Even in the Roman Republic (509 to 27 BC), which had two elected consuls serving together as the highest level of office. They shared “imperium” over the whole of Rome and its provinces, rotating on a monthly basis. This avoided conflicts because only one consul was actually governing each month, but the other consul still had a veto power over the other. A great example of practicality and safeguards (until the end of the Republic, of course).
Academic literature on two co-CEOs
A 2011 study – It Takes Two: The Incidence and Effectiveness of Co‐CEOs. Financial Review, 46 – looked at 111 US public companies with two co-CEOs. It found the following interesting results from the data:
- Most co-CEO arrangements happen as a result of M&A. The buyer and seller CEOs combine forces in the new company.
- Having two CEOs has advantages in allowing the combination of complementary skills in a role that often has to oversee a wide range of areas, particularly if there are multiple locations or timezones that require senior leadership representation. However, I’m unsure why this couldn’t be covered by a senior executive team and video conferencing. Leaders are not expected to be experts in everything they run, they’re expecting to be experts in running teams of experts.
- Several sources were cited (Mintzberg (1989), Hackman (2002) and Alvarez and Svejenova (2005)) which suggest that coordination problems and interpersonal conflicts are common in co-CEO arrangements due to strong egos. Exploring this was one of the goals of the study and they actually found that co-CEO arrangements last for about 4.5 years, the same as single CEOs. This suggests that such arrangements are just as stable.
- Co-CEOs receive significantly less incentive compensation than individual CEOs.
- Firm value is affected positively. Announcements of co-CEO appointments are usually met with a positive market reaction and the subsequent market to book (M/B) value of the company increases over time with co-CEOs.
- Co-CEO arrangements resulted in lower effort from CEOs and suggested that CEOs preferred to be solitary rather than work together (Stein (1988), Aghion and Tirole (1997), and Almazan and Suarez (2003)).

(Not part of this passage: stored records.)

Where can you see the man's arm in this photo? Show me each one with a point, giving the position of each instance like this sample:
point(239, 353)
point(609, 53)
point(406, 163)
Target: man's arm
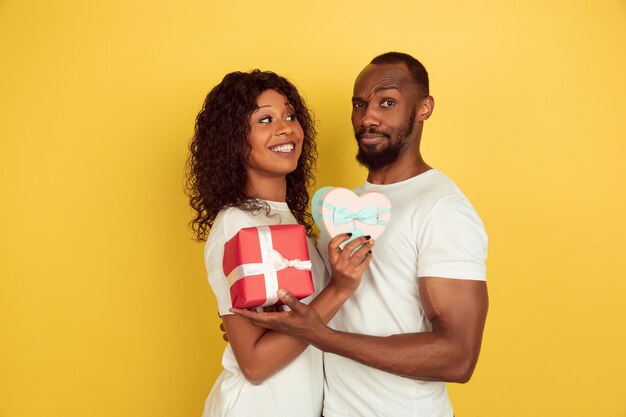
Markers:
point(456, 308)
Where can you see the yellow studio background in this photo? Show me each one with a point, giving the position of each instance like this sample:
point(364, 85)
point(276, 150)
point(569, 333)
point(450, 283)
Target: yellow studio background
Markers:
point(105, 309)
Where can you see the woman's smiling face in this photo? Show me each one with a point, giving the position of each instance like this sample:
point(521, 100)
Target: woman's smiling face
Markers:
point(275, 137)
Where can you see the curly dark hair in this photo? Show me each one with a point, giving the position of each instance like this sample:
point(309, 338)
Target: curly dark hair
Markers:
point(215, 172)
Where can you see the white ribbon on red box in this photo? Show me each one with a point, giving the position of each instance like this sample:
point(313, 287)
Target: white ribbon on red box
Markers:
point(272, 261)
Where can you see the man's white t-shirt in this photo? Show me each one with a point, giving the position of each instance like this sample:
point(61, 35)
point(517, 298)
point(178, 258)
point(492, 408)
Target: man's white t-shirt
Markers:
point(433, 231)
point(295, 390)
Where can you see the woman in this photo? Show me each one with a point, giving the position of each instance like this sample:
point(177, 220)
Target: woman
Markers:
point(250, 164)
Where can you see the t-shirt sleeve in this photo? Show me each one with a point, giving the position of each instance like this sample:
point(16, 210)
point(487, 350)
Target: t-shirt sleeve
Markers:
point(453, 242)
point(222, 231)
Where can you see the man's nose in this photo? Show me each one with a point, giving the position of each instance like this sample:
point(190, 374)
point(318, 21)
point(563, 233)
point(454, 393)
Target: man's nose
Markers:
point(370, 117)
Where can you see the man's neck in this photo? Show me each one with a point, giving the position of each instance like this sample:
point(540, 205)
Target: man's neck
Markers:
point(400, 170)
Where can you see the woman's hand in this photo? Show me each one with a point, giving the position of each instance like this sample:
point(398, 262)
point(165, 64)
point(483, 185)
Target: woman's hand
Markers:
point(348, 264)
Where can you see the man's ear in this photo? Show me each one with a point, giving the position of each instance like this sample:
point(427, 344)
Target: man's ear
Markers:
point(425, 108)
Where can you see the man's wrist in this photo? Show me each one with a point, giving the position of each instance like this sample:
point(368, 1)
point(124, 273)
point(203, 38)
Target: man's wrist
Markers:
point(340, 292)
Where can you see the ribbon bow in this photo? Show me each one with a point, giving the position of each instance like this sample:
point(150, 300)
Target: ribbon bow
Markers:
point(275, 262)
point(279, 262)
point(367, 215)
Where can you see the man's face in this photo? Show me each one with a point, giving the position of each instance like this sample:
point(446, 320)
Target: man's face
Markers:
point(384, 107)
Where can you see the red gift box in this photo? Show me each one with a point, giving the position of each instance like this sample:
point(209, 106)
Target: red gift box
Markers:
point(260, 260)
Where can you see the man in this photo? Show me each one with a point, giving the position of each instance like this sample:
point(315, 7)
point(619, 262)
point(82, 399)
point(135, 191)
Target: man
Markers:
point(417, 318)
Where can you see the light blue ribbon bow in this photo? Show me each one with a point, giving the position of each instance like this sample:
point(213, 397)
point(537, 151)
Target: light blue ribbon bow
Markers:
point(367, 215)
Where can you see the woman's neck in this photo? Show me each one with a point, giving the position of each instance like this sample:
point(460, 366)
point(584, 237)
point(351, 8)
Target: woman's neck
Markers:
point(273, 188)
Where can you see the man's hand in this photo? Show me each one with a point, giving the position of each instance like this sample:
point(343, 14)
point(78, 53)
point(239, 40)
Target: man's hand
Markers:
point(348, 264)
point(300, 322)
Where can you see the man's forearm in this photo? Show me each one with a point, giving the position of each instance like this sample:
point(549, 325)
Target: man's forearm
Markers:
point(426, 356)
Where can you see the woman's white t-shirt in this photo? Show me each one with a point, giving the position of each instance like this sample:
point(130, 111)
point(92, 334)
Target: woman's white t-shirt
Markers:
point(297, 389)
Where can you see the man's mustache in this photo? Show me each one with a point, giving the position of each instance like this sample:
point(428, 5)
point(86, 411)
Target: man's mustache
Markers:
point(372, 131)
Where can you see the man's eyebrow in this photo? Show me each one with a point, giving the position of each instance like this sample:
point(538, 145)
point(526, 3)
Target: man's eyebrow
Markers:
point(375, 91)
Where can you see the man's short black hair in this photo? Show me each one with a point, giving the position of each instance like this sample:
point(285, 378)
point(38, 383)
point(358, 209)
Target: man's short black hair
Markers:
point(417, 70)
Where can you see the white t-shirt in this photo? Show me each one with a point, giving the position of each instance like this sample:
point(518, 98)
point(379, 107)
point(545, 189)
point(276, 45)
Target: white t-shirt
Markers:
point(295, 390)
point(433, 231)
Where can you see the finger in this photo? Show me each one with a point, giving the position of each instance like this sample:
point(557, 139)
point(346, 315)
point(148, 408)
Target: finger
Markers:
point(359, 255)
point(364, 263)
point(290, 301)
point(350, 247)
point(333, 246)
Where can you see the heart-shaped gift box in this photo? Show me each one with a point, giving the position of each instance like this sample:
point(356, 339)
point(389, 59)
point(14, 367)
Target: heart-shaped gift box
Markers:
point(339, 210)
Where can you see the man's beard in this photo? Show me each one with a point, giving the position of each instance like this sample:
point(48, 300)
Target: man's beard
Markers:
point(374, 160)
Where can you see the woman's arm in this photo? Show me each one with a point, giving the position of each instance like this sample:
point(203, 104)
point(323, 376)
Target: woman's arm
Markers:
point(261, 352)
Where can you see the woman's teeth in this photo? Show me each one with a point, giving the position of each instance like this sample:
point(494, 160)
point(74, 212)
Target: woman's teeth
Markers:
point(283, 148)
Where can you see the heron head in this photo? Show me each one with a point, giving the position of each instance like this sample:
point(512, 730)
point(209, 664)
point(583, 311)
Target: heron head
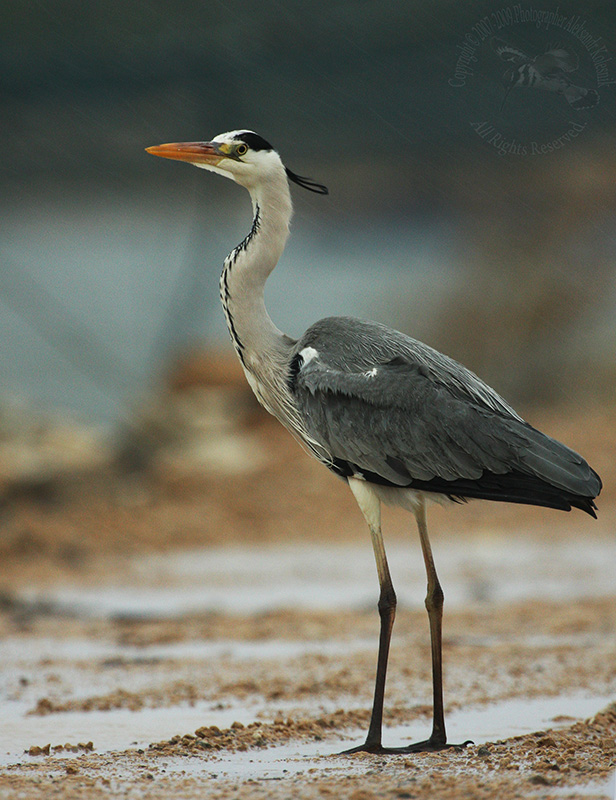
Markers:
point(242, 155)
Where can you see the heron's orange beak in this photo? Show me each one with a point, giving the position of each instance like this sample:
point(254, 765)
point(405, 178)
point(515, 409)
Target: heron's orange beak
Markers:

However, the study specifically says that this is not an argument for appointing co-CEOs. There is correlation but not necessarily causation:
our findings regarding corporate value do not imply that more firms should adopt a shared leadership structure. We base our valuation analysis on propensity score matched samples and therefore compare the firm’s M/B with co‐CEO leadership to the unobserved M/B that would have occurred with a solitary CEO. Improvements in M/Bs only show that firms with shared leadership improved their valuation. Our results do not imply that any firm could appoint co‐CEOs and enjoy higher value.Arena, M. P., Ferris, S. P. and Unlu, E. (2011), It Takes Two: The Incidence and Effectiveness of Co‐CEOs. Financial Review, 46: 385-412. doi:10.1111/j.1540-6288.2011.00305.x
Only 15% of the companies in the 2011 survey had founders as as co-CEOs. This is the same trend we see with the tech company examples above – Oracle and SAP which supports the notion that older, established public companies might run fine with co-CEOs but does not say anything specific about startups.
Atlassian seems to be the only high growth, tech company that has successfully started, grown and gone public with a co-CEO model, and it is not the only thing it has done differently. It is therefore an outlier and its model should not be copied.
Public companies are (and should be) run quite differently from new startups, usually because they have hired CEOs that approach things very differently from founder CEOs. My experience suggests that startups need a small, core (mostly technical) team that have clearly defined roles and are working together towards a single goal. As the company grows, decision making is delegated based on outcomes to an experienced team led by a single CEO.
Having two co-CEOs for a startup does not work.